À la fin du XIXe siècle, le Royaume-Uni domine les mers avec les puissants paquebots de ses principales compagnies maritimes, la Cunard et la White Star Line. Dès son arrivée au pouvoir, l'empereur d'Allemagne Guillaume II émet le désir de voir la flotte de son pays gagner en puissance pour concurrencer les Britanniques[2]. En 1889, il est convié à la revue navale de Spithead, au Royaume-Uni, où il admire le Teutonic, nouveau navire de la White Star. Celui-ci est particulièrement imposant et rapide, et peut surtout être converti, en temps de guerre, en croiseur auxiliaire. Fortement impressionné, l'empereur déclare alors qu'il faudra que l'Allemagne « en ait quelques-uns comme celui-là[3] ».

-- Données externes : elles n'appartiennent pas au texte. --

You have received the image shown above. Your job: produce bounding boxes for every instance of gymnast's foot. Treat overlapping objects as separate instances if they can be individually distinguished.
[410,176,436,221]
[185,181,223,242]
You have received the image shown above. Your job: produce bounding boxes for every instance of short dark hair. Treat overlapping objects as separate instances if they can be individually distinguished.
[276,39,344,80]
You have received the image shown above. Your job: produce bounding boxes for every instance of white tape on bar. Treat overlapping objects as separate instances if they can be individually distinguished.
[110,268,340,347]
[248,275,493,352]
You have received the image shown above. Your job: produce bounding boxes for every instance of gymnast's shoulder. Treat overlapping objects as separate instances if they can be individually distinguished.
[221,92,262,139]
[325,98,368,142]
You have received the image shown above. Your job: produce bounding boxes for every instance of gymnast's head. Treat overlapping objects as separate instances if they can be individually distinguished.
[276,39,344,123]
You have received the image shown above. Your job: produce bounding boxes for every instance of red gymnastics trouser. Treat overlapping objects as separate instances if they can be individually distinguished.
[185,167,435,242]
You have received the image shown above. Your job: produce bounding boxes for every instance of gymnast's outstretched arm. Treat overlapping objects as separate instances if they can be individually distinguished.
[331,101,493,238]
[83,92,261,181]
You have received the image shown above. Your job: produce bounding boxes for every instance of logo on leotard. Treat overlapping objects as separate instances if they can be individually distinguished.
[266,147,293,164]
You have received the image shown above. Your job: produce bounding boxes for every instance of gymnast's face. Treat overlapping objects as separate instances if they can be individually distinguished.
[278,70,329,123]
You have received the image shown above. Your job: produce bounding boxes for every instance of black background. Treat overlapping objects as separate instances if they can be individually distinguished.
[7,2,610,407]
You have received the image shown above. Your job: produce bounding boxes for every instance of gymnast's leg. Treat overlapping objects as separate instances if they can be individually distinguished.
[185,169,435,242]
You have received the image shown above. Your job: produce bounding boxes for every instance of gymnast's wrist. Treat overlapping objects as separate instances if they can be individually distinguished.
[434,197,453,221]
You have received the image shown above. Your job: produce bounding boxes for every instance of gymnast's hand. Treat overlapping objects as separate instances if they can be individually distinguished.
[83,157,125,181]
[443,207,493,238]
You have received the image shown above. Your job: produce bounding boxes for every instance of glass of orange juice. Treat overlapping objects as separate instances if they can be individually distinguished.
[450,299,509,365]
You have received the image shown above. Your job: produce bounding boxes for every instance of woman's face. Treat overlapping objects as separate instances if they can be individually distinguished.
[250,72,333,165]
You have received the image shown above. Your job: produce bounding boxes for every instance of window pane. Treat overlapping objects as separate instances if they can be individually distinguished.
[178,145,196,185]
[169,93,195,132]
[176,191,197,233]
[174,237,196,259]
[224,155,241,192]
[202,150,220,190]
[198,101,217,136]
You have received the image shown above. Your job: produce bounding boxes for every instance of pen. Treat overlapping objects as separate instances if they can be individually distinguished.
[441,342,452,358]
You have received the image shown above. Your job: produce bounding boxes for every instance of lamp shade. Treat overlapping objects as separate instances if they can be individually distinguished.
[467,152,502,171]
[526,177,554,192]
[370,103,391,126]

La Norddeutscher Lloyd, l'une des deux grandes compagnies maritimes allemandes, est la première à répondre à la demande du Kaiser, et entreprend avec les chantiers navals AG Vulkan de Stettin de construire un navire révolutionnaire, le Kaiser Wilhelm der Grosse. Celui-ci doit être rapide et imposant, bien qu'il ne dépasse pas en tonnage et en longueur le record établi par le Great Eastern en 1860. Ce dernier ayant cependant déjà été démoli, le Kaiser Wilhelm der Grosse est le plus grand navire de son temps[4].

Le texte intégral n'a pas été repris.